Embora os Tomashevsky não fossem a única companhia importante de teatro ídiche, eram os empresários mais famosos. Encenaram vários espetáculos, entre os quais as versões judaicas de “A Cabana do Pai Tomás”; “Fausto”, de Goethe, e “Parsifal”, de Wagner. Boris foi a estrela de uma adaptação de “Hamlet”, de Shakesperare, chamada “Der Yeshiva Bokher” (“O Estudante da Ieshivá”) e Bessie foi a estrela de “Salomé”, de Oscar Wilde.

Outro nome que marcou época foi Jacob Gordin, que procurou escrever peças e encenar espetáculos que contivessem elementos mais realistas. Os autores foram estimulados a encarar o teatro ídiche como um negócio, incentivados também pelo surgimento de um público mais exigente. Autores como David Pinski, Leon Kobrin e Peretz Hirscheim escreveram obras que lidavam com problemas sociais sérios.
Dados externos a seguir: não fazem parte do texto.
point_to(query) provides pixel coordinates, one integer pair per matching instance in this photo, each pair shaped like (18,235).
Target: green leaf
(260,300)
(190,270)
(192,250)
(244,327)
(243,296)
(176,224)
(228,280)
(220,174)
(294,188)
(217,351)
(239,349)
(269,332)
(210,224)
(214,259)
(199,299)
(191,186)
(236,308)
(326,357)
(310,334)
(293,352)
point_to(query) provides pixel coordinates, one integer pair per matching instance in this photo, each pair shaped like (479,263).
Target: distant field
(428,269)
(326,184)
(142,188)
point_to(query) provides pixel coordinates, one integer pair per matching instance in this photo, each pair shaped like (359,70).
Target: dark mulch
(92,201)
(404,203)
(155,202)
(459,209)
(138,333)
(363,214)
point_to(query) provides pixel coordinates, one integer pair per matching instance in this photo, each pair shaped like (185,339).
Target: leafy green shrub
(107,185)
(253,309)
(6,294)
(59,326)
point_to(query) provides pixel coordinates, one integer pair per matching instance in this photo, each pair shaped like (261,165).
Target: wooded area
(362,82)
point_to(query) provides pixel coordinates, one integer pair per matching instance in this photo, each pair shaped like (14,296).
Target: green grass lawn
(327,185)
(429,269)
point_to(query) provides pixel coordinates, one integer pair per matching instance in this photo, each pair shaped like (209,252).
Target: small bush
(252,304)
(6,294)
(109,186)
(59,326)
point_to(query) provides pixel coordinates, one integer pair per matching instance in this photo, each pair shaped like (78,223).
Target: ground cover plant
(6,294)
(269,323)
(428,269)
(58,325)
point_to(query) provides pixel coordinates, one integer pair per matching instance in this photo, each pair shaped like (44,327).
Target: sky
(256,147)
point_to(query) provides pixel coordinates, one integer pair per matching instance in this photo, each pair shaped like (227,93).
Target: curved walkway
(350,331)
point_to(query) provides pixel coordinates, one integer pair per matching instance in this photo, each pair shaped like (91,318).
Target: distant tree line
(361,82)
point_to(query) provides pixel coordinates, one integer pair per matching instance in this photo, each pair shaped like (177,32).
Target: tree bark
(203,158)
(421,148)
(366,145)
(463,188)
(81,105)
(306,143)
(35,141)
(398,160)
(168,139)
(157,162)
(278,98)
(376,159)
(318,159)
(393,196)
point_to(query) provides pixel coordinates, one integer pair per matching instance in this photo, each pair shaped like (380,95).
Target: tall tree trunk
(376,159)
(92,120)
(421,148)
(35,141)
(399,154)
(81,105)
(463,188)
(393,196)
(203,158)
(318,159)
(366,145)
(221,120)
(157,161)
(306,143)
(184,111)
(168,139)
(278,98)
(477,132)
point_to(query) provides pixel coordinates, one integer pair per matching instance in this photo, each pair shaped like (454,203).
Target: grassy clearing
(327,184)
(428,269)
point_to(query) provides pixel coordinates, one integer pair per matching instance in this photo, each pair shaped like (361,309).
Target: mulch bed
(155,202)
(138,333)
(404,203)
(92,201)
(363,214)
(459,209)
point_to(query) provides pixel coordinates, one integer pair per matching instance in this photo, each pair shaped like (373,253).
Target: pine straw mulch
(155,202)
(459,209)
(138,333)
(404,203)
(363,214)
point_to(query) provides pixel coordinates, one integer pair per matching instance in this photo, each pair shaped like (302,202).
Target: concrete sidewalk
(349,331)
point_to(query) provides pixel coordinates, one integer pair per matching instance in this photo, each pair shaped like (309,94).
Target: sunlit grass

O repertório da companhia de Gordin incluía a livre adaptação de obras clássicas européias, que levaram à apresentação de O Rei Lear Judeu, em 1892. O rei foi interpretado por Jacob P. Adler, fundador do grupo de atores que falavam ídiche e inglês e era integrado por sua esposa Sara, e Celia, Julia, Stella e Luther Adler.

Sholem Asch e Sholem Aleichem exploravam temas e personagens do folclore judaico com humor e sensibilidade; e H. Leivick - pseudônimo de Levick Halpern, produziu dramas sociais envolvendo tanto operários judeus quanto os de outra classe social. Como exemplo deste período está “O Golem”, publicado em 1921, e “Milagre do Gueto de Varsóvia”, encenado em 1945.

Maurice Schwartz fundou o Teatro de Arte Ídiche em 1918, que se tornou um centro de treinamento para toda uma geração de atores. Entre seus parceiros estão Rudolph Schildkraut, Jacob Ben-Ami e Muni Weisenfreund, que se tornou posteriormente conhecido no mundo do cinema como Paul Muni.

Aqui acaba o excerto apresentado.